Each micro-architecture is implemented in several different microprocessors. E.g., the Kepler micro-architecture is embodied in the GK107, GK110, etc. Pascal is GP104 etc. The second letter describes the micro-architecture. Different microprocessors with the same micro-architecture may have different amounts of various resources, like the number of processors and clock rate.
To be used, microprocessors are embedded in graphics cards, aka modules or accelerators, which are grouped into series such as GeForce, Quadro, etc. Confusingly, there is a Tesla computing module that may use any of the Tesla, Fermi, or Kepler micro-architectures. Two different modules using the same microprocessor may have different amounts of memory and other resources. These are the components that you buy and insert into a computer. A typical name is GeForce GTX1080.
There are many slightly different accelerators with the same architecture, but different clock speeds and memory, e.g. 1080, 1070, 1060, ...
The same accelerator may be manufactured by different vendors, as well as by Nvidia. These different versions may have slightly different parameters. Nvidia's reference version may be relatively low performance.
The term GPU sometimes refers to the microprocessor and sometimes to the module.
There are four families of modules: GeForce for gamers, Quadro for professionals, Tesla for computation, and Tegra for mobility.
Nvidia uses the term Tesla in two unrelated ways. It is an obsolete architecture generation and a module family.
Geoxeon has a (Maxwell) GeForce GTX Titan and a (Kepler) Tesla K20xm. Parallel has a (Pascal) GeForce GTX 1080. We also have an unused (Kepler) Quadro K5000.
Since the highest-end (Tesla) modules don't have video out, they are also called something like compute modules.

3 GPU range of speeds

Here is an example of the wide range of Nvidia GPU speeds; all times are +-20%.
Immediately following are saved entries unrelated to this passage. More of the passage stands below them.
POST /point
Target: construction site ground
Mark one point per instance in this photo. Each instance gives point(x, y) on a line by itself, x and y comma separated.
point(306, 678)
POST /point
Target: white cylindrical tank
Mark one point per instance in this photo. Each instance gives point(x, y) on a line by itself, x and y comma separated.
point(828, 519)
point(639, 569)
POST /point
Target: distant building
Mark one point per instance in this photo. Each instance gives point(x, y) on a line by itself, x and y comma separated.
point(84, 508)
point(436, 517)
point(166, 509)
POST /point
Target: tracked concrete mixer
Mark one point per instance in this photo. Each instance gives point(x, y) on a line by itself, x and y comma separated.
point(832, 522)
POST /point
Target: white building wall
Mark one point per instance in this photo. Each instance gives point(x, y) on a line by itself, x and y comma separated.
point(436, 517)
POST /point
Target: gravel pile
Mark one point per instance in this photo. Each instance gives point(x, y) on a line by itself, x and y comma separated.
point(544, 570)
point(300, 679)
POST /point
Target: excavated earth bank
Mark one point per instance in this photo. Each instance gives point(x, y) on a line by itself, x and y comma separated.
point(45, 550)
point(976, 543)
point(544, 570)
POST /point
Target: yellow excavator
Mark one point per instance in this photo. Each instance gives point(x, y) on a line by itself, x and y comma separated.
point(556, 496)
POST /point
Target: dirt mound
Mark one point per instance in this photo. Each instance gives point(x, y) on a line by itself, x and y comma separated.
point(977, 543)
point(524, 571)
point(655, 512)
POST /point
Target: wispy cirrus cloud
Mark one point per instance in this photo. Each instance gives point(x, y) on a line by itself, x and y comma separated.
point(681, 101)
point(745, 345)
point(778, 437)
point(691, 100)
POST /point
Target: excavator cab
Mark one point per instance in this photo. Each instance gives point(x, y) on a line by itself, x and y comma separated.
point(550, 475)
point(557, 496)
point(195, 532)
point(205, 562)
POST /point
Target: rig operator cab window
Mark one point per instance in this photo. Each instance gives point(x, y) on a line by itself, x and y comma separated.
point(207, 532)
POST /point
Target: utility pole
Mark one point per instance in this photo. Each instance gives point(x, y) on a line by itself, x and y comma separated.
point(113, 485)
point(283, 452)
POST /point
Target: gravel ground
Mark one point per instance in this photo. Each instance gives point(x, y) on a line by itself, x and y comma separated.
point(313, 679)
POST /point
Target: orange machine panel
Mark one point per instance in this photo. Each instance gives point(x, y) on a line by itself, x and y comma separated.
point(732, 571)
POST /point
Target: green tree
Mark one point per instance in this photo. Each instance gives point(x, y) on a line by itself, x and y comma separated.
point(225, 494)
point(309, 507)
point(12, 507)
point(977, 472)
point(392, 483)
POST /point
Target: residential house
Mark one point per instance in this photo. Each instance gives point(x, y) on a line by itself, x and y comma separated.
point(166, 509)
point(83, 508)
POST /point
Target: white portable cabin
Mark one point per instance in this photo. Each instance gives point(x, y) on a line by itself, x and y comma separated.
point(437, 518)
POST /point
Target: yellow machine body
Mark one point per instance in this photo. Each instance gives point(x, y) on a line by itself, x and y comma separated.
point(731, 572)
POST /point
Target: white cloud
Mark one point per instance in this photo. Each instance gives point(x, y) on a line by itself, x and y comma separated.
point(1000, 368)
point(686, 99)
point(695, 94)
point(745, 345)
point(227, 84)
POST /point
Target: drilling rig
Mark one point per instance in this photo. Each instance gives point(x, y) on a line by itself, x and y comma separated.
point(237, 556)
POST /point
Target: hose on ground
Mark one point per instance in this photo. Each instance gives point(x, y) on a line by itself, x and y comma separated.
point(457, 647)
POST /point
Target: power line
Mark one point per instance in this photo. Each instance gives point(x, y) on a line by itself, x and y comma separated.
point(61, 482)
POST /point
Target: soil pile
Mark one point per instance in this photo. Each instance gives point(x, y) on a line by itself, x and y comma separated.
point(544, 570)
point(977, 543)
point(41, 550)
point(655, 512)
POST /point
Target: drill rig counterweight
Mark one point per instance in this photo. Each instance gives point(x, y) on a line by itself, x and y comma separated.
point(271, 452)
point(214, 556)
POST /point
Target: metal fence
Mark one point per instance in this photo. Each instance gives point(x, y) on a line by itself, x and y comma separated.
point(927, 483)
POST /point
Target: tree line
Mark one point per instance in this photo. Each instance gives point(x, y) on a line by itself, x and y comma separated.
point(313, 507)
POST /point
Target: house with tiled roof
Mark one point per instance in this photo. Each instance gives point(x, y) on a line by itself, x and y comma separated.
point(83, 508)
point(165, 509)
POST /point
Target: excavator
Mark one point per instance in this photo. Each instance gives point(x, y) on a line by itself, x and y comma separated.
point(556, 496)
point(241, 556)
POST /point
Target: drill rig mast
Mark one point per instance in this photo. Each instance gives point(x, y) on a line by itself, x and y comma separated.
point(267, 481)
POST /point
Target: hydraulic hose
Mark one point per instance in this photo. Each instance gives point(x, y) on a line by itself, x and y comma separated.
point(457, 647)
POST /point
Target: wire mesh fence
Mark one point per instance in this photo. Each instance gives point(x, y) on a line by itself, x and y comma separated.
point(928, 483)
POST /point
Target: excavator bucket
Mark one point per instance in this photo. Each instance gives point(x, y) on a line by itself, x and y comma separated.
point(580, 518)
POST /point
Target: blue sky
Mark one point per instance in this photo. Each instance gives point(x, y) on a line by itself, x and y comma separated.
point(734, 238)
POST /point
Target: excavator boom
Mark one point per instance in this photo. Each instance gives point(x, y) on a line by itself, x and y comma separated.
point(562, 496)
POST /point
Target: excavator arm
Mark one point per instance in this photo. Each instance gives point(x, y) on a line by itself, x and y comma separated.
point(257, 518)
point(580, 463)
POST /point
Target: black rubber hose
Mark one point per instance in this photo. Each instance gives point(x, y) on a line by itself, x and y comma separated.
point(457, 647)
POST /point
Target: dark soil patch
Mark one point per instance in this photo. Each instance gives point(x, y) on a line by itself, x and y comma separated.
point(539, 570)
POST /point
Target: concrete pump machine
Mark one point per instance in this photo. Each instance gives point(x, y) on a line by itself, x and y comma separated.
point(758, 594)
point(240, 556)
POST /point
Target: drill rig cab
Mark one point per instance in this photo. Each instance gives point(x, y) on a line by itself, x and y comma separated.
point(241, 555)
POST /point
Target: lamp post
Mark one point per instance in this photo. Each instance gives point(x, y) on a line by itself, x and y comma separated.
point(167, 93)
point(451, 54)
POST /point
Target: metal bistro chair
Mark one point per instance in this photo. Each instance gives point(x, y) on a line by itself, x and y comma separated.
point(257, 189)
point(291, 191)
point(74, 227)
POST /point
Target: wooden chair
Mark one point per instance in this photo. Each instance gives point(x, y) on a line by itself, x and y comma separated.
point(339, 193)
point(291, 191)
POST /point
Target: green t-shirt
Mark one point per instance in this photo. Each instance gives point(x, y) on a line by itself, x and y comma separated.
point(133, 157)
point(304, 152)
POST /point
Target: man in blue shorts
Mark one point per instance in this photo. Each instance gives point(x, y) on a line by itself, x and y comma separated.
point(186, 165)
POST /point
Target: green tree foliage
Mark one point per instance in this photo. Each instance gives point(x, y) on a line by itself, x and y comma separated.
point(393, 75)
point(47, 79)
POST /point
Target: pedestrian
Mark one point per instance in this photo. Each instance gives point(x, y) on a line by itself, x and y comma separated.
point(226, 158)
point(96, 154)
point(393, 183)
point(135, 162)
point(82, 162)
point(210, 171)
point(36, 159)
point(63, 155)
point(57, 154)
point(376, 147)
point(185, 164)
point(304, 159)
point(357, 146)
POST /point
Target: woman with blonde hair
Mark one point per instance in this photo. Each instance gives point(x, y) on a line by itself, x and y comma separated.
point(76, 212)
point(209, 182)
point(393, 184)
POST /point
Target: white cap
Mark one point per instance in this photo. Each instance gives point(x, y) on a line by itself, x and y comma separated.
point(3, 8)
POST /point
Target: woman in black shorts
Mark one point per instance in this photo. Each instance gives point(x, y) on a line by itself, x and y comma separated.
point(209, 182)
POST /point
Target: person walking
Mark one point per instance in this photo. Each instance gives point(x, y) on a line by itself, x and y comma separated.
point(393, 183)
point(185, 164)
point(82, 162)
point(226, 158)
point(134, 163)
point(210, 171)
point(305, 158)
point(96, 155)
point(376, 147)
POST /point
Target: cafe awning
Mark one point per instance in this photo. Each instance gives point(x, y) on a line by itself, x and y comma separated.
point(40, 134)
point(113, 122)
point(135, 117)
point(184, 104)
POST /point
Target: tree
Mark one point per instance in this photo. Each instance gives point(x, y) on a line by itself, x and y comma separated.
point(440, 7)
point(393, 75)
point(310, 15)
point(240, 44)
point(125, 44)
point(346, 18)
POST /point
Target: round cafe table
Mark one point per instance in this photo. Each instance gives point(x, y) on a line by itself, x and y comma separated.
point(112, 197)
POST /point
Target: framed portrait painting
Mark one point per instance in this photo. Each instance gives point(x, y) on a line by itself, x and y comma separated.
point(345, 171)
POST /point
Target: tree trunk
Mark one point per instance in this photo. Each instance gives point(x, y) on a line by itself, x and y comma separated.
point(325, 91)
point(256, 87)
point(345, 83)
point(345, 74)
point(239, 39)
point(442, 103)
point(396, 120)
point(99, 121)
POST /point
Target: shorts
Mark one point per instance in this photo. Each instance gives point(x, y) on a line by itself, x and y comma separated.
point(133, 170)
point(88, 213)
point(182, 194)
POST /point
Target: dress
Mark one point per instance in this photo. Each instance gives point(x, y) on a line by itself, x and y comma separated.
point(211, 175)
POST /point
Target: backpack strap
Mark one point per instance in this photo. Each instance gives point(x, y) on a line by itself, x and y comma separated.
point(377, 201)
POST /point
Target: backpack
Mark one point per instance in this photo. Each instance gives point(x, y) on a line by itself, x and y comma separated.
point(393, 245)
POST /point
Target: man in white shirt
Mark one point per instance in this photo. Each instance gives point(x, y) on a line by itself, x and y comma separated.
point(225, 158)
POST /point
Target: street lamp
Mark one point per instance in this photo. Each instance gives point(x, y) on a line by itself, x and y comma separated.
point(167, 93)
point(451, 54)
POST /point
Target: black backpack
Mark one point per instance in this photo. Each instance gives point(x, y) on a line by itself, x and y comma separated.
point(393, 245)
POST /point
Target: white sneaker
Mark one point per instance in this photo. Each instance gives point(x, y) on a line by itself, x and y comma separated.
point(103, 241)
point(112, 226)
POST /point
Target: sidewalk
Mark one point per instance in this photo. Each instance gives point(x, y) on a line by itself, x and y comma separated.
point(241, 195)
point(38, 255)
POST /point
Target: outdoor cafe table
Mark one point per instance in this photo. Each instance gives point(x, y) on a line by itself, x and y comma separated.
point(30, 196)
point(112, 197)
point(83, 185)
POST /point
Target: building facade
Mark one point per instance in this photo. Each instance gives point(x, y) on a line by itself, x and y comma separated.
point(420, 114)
The GTX 1080 has 2560 CUDA cores @ 1.73GHz and 8GB of memory. matrixMulCUBLAS runs at 3136 GFlops. However the reported time (0.063 msec) is so small that it may be inaccurate. The quoted speed of the 1080 is about triple that. I'm impressed that the measured performance is so close.

The Quadro K2100M in my Lenovo W540 laptop has 576 CUDA cores @ 0.67 GHz and 2GB of memory. matrixMulCUBLAS runs at 320 GFlops. The time on the GPU was about .7 msec, and on the CPU 600 msec.

It's nice that the performance almost scaled with the number of cores and clock speed.

4 CUDA

4.1 Versions

CUDA has a capability version, whose major number corresponds to the micro-architecture generation. Kepler is 3.x. The K20xm is 3.5. The GTX 1080 is 6.1. Here is a table of the properties of different compute capabilities. However, that table is not completely consistent with what deviceQuery shows, e.g., the shared memory size.
nvcc, the CUDA compiler, can be told which capabilities (aka architectures) to compile for. They can be given as a real architecture, e.g., sm_61, or a virtual architecture. e.g., compute_61.

Just use the option -arch=compute_61.
The CUDA driver and runtime also have a software version, defining things like available C++ functions. The latest is 9.1. This is unrelated to the capability version.

4.2 Stanford lectures

On the web server.
On geoxeon: /parallel-class/stanford/lectures/
Lecture 4: how to
1. cache data into shared memory for speed, and
2. use hierarchical sync.

4.3 Misc

With CUDA, the dominant problem in program optimization is optimizing the data flow. Getting the data quickly to the cores is harder than processing it. It helps big to have regular arrays, where each core reads or writes a successive entry.

This is analogous to the hardware fact that wires are bigger (hence, more expensive) than gates.
That is the opposite optimization to OpenMP, where having different threads writing to adjacent addresses will cause the false sharing problem.
Nvidia CUDA FAQ
1. has links to other Nvidia docs.
2. is a little old. Kepler and Fermi are 2 and 3 generations old.